A key part of the growth strategy is making EDS a top player in electronic commerce. To create the E-Business Solutions unit, Brown is gathering 20,000 people from seven businesses with skills spanning consulting, Web design, electronic-payment services, and call-center operations. And he vows to work more with EDS's A.T. Kearney consulting arm, though Kearney is struggling to reignite its own growth (BW--May 10). Kearney might, for instance, help a client with a Web-based supply-chain strategy, while EDS would design an electronic-procurement system and manage transaction processing.

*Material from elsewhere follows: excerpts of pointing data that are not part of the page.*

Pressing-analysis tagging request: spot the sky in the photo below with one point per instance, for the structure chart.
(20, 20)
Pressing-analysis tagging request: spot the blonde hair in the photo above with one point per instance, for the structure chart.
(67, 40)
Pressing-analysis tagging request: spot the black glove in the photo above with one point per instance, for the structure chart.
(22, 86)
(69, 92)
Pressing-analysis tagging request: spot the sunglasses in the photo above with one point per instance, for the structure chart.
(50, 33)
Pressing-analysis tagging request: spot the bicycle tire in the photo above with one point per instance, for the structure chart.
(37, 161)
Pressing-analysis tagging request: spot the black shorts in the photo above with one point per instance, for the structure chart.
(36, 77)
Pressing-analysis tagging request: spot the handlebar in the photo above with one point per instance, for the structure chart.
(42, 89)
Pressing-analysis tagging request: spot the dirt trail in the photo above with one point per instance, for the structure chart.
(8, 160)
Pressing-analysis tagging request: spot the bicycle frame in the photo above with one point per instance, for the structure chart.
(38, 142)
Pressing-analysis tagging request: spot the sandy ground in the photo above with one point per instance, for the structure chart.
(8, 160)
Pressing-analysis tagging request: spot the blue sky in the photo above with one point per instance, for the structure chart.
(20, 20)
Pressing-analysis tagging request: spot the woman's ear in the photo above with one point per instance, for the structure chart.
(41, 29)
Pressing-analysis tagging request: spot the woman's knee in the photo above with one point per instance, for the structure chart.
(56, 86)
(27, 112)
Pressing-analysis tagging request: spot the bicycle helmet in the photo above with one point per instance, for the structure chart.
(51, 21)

The new chief of the $2 billion unit, Gary B. Moore, a 26-year EDS veteran, reports directly to Brown. "The world really doesn't have an appreciation for what we have here," says Moore, who recently ran manufacturing. Moore, 49, rose through the technical ranks. As head of Hitachi Data Systems, once part-owned by EDS, he doubled sales and market share from 1989 to 1992. He pegs the global market for E-business Solutions at $200 billion, with an annual growth rate of more than 20%. And, he says, "We have plans to grow a lot faster than that." Analysts say EDS is well positioned to offer one-stop E-commerce consulting, if it pulls its resources together. "It's a little late to the game, but the game is just in the first or second inning," says Howard Anderson, managing director of market researcher Yankee Group.
But can the ungainly EDS move quickly enough for the Internet world? "If you're a dot-com, would you ever go to EDS? Probably not," says Gajen Kandiah, vice-president for interactive solutions at Cambridge Technology Partners, a tech services rival. But for the first time in years, the exec running EDS has his foot on the accelerator.